Sunday, March 18, 2007

Who?

I haven't posted about my personal life in a while. Yeah I've mentioned my medical issues and stuff, but have stayed away from mentioning my love life not only because its usually boring but also because it's rather uneventful.

Since the split from the Ex three years ago, I've been in very few relationships. The very first was a Turkish man whom asked me to marry him on the second date, FYI we never had a third. The next was someone that I met through the IM feature at work. We worked different shifts and at different offices so I thought it would be safe, until that is word got around that we were involved and just like the friggin paparazzi we were being harassed. It ended soon after. Then I waited about a year or so and "accidentally" found myself leaning towards a "friends with benefits" kinda thing with another co-worker, which oddly enough ended as soon as it began. This one in particular however, I was really sensitive about. I didn't want anyone at work to know about us. See almost two years ago I was shown another co-workers profile on a dating site. What he wrote about himself really
stood out in my mind. I'll probably never tell him that I have a crush on him, but I will tell him that his awesome literary skills were my own inspiration to blog.
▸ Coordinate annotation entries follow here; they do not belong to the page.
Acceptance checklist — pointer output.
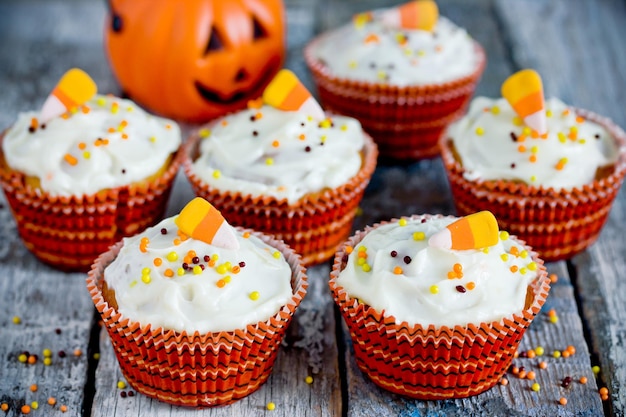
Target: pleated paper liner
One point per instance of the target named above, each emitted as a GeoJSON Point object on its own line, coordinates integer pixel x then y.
{"type": "Point", "coordinates": [69, 233]}
{"type": "Point", "coordinates": [406, 122]}
{"type": "Point", "coordinates": [198, 370]}
{"type": "Point", "coordinates": [429, 362]}
{"type": "Point", "coordinates": [558, 224]}
{"type": "Point", "coordinates": [315, 226]}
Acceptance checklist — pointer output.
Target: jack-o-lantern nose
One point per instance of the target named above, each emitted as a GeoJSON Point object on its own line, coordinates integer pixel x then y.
{"type": "Point", "coordinates": [242, 75]}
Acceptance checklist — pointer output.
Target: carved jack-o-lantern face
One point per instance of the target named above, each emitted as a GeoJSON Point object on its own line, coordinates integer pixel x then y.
{"type": "Point", "coordinates": [195, 60]}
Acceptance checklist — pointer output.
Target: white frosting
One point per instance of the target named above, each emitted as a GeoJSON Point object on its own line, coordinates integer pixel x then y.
{"type": "Point", "coordinates": [400, 57]}
{"type": "Point", "coordinates": [281, 154]}
{"type": "Point", "coordinates": [192, 301]}
{"type": "Point", "coordinates": [487, 150]}
{"type": "Point", "coordinates": [407, 296]}
{"type": "Point", "coordinates": [128, 154]}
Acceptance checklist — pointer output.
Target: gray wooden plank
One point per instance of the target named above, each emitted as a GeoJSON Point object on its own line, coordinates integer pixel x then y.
{"type": "Point", "coordinates": [310, 350]}
{"type": "Point", "coordinates": [581, 57]}
{"type": "Point", "coordinates": [56, 313]}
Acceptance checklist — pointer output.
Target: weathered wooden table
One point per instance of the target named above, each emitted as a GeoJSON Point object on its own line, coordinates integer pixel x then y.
{"type": "Point", "coordinates": [577, 46]}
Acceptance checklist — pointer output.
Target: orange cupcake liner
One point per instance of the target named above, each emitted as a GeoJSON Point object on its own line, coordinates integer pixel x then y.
{"type": "Point", "coordinates": [197, 370]}
{"type": "Point", "coordinates": [315, 226]}
{"type": "Point", "coordinates": [558, 224]}
{"type": "Point", "coordinates": [429, 362]}
{"type": "Point", "coordinates": [406, 122]}
{"type": "Point", "coordinates": [69, 233]}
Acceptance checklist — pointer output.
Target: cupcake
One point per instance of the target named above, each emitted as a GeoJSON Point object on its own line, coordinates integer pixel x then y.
{"type": "Point", "coordinates": [284, 169]}
{"type": "Point", "coordinates": [196, 309]}
{"type": "Point", "coordinates": [549, 173]}
{"type": "Point", "coordinates": [404, 72]}
{"type": "Point", "coordinates": [436, 306]}
{"type": "Point", "coordinates": [79, 181]}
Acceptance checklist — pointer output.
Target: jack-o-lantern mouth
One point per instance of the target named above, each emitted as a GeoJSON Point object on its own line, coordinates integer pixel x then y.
{"type": "Point", "coordinates": [214, 96]}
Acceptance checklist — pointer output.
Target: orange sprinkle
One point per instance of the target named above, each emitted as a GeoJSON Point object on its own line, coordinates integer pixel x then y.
{"type": "Point", "coordinates": [371, 38]}
{"type": "Point", "coordinates": [70, 159]}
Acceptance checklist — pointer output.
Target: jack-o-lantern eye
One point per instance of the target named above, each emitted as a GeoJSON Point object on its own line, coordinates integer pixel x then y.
{"type": "Point", "coordinates": [259, 31]}
{"type": "Point", "coordinates": [215, 41]}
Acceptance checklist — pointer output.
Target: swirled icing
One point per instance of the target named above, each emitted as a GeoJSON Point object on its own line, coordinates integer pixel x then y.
{"type": "Point", "coordinates": [284, 154]}
{"type": "Point", "coordinates": [410, 280]}
{"type": "Point", "coordinates": [374, 52]}
{"type": "Point", "coordinates": [108, 142]}
{"type": "Point", "coordinates": [493, 143]}
{"type": "Point", "coordinates": [222, 290]}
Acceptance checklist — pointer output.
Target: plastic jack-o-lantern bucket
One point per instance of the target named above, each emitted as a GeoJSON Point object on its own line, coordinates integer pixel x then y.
{"type": "Point", "coordinates": [194, 60]}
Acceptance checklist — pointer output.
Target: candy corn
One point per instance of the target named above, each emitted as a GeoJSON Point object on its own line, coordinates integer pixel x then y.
{"type": "Point", "coordinates": [200, 220]}
{"type": "Point", "coordinates": [475, 231]}
{"type": "Point", "coordinates": [418, 14]}
{"type": "Point", "coordinates": [286, 92]}
{"type": "Point", "coordinates": [524, 91]}
{"type": "Point", "coordinates": [73, 89]}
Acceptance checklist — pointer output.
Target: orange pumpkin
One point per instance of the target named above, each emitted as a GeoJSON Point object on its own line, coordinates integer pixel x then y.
{"type": "Point", "coordinates": [195, 60]}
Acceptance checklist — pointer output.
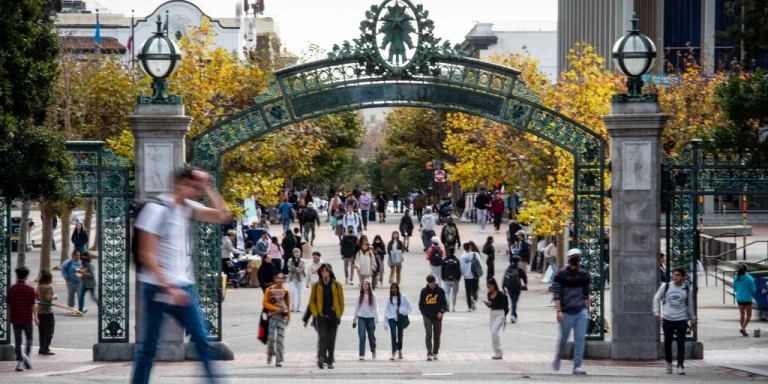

Ok, back to my personal dilemma. See I will always have this place in my heart set aside for said crush. But right now I have another issue. My otherwise innocent flirting has got me caught up in a bit of a web. I'm still seeing The Ray and the kids are growing quite fond of him. I on the other hand have exhausted my patience. We only see each other for maybe 4 hours a week and there's alot more that I wont ramble about now. Then... one night I volunteered to work the overnight tour and well naturally flirted back at one of the people I was dispatching. The flirting was followed up again the next day and has continued for about 2 weeks now. Here's where it gets difficult... Now he wants to meet me. We've exchanged pictures and stuff but he wants to actually sit and have dinner. We just spent 5 hours on the phone because he wanted to stay up with me and keep me company. During this time he revealed just how fucked up his life had been until recently. He mentioned just how much he's hurt all his life and that he never thought he could open his heart again and trust someone, but he now feels he can with me.

I now realize that Ray and I may have some good laughs together, but the truth is I'm not happy. He still cant open his heart and tell me how he feels. This new guys done it in only 2 weeks. Something's not right. I just don't wanna hurt anyone, including myself. A little guidance would be great. I know that I cant carry on two relationships at the same time, so I have to say goodbye to one. But who?